Before entering into a new commercial real estate lease agreement, it is important to have an understanding of CAM charges, if they apply to your loan and how these charges are assessed. CAM stands for common area maintenance and it is a fee the property managers pass on to tenants to help cover costs related to overhead and operating expenses for common areas. Common areas are those accessible to all tenants including hallways, elevators, parking lots, lobbies, public bathrooms and building security. CAM is negotiated in the lease agreement and the charges may vary depending on the market and the specific terms agreed to by the property manager and tenant.
CAM charges apply to a triple net lease (NNN), where the tenant is most often responsible to pay property tax, building insurance and CAM charges. At the beginning of the year, the property manager puts together an annual budget that includes an estimate of common area maintenance expenses for the entire property. After an estimate is established, each tenant is assessed CAM charges based on the square footage of space they occupy in relation to the total leasable square footage of the building. The total expense is calculated into monthly operating expense and paid incrementally by the tenant over the course of the year. During the year end process, the property manager performs a reconciliation of the actual CAM expenses with the estimated cost. If actual CAM expenses are less than the estimate, the tenant is issued a credit for difference. If the actual expenses exceed the estimated CAM, the tenant will be responsible for paying the difference.

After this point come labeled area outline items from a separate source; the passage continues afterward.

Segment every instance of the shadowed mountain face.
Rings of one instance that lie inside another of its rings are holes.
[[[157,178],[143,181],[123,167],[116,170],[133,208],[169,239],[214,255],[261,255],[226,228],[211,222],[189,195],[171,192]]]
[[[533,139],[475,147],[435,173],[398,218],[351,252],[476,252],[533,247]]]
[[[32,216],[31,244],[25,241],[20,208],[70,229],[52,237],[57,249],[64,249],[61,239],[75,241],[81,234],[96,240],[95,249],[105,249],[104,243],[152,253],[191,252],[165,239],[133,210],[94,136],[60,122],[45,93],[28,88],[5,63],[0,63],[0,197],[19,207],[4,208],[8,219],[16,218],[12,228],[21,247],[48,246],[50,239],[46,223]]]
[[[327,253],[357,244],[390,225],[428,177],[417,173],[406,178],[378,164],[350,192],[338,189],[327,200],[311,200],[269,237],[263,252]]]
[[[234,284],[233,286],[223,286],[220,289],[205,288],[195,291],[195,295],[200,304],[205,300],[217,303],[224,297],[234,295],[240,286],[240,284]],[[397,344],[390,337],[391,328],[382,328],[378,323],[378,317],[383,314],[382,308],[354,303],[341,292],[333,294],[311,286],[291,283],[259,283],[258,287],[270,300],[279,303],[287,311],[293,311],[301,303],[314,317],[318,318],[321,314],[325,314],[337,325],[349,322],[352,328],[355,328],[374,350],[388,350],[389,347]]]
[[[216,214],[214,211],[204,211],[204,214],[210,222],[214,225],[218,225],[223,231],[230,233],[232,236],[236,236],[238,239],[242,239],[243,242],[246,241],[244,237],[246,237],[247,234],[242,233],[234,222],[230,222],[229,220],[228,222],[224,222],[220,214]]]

Even though CAM costs can vary based on the terms of the lease, the following list is a good representation of standard costs included under the umbrella of CAM:
- Parking lot maintenance including repairing cracks, resurfacing, repainting lines, and parking lot lighting.
- Lawncare and landscaping including mowing, weed control, fertilizing, mulching, irrigation system maintenance, trimming shrubs and trees, and planting flowers.
- Winter snow removal and ice control.
- Sidewalk maintenance.
- Cleaning hallways and replacing lights.
- Cleaning and stocking shared restrooms.
- Trash removal.
- Elevator maintenance.
- Utility costs for electricity, water and gas to the common areas.
- Onsite management and security.
- Other maintenance costs such as building repairs, property management fees, administrative costs, local permits, property taxes and insurance.
Keep in mind CAM charges can apply in non-triple net lease agreements and they can be very complicated in these instances. There are also many indirect costs associated with CAM charges so make sure to ask your property manager for a detailed summary of the exact expenses included in your commercial real estate lease agreement.